Sending a percentage of your zaps to head straight to your Client’s development team, optionally or forcibly, sounds like a great way to sustain a project. And, depending on the team’s career goals, it is. However, I am here to argue that this revenue model doesn’t serve us well.
Let’s be real: if you are developing a client and seeking venture capital, then yes, rev-share is by far your best shot at winning. It’s a hot favorite in venture pitches because it hands the company (and its investors) control over the entire field while raking in maximum revenue from all participants. Your performance metrics are very well established, incentives are aligned with the fast-scaling needs, the path to growth is very common and many, many investors know the territory extremely well and will be more willing to easily give you money. If that is your case, go for the usual route of YC -> VC -> PE -> IPO. You won’t control anything in the end, but it will make you, and your investors, a lot of money.
That being said, I believe this revenue model bakes in the wrong incentives, and forward-thinking clients should seek alternative revenue-generation strategies.
Storytime: Over the past 15 years, I led a medical device business that integrated a rev-share component. Doctors purchasing our devices gained access to our medical record system. The revenue model for that system was rev-share: the system itself was essentially free, and each time providers submitted a prescription, we earned \(0.50. Initially, this model thrived because it scaled with our customer's needs. If they were small businesses, their payments would stay small, proportional to their bumpy use. \)0.50/patient was something everyone could afford out of their insurance payouts. It was great for beginners, great for large players, and great for us. Things looked great. But little did I know what it would do to the business. Gradually, our focus shifted from developing devices and enhancing the system to obsessing over increasing the number of prescriptions. We ended up staying quite small as a business, but even at that small size, I could already see the damage the revenue model could make at scale. If we grew, it would be all about how to get providers to file as many prescriptions as possible, even for patients who didn’t need one. Controlling the medium upon which customers file prescriptions gives the company immense power to incentivize behaviors that will go against the well-being of the community.
Similar tendencies are visible in other platforms like Substack nowadays. You can’t visit your favorite author without being constantly “reminded” to subscribe to other creators. It doesn’t matter if you care or not about those topics. What matters is that you subscribe to them. The company doesn’t care if you end up never reading their content. That’s not their problem. Their goal is to push as much content down your throat as possible so that they can collect little fees here and there. The bigger the amount of content you subscribe (not the quality), the bigger the fees they get.
The same is happening with Lightning wallets and many Bitcoin products that sustain themselves by taking a share of your transactions. They are incentivized to make users spend and not to help them manage their finances well.
Nostr won’t be different. Zap-share Clients have an incentive to make you spend. In the long run, that is all they will care about. It doesn’t matter if the content is good or not.

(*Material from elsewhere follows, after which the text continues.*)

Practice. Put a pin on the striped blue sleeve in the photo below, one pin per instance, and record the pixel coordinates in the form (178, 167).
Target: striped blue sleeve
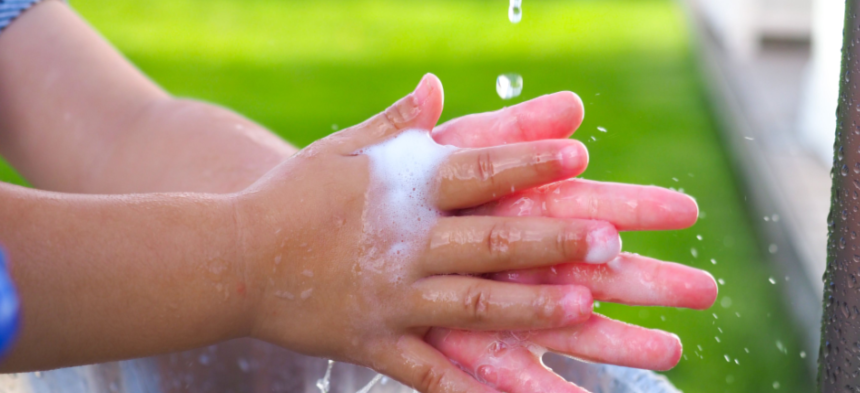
(10, 9)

You become a Foie gras goose.
Social media has grappled with broken incentives since its inception. If we want to design a better social environment, it’s our duty to find business models that are more aligned with the well-being of our users. We don’t have a clear answer for that right now, but there is hope: we know what we want. We want to align the size of the user’s contributions with products that make users feel better and more productive.
In the long run, this desire will split Clients between creator tools and consumer tools. Creator tools should help authors optimize their revenue stream while consumer tools should help readers optimize for their needs and well-being, independent of how much creator tools try to push content down your throat.
If you are a consumer of content (or more precisely, WHEN you are consuming content), you should reward those clients that hit the sweet spot for you without forcing you into spending more than what’s needed. If you are a creator (or more precisely, WHEN you are creating content), you should reward clients who help you optimize the outcomes you desire for your content.
I find it hard to believe a single client can play both sides well. In a decentralized environment like ours, specialized clients will always win.
Remember to choose clients that are on your side. A creator’s side is not always aligned with the consumer’s side. When the eagles are silent, the parrots begin to jabber.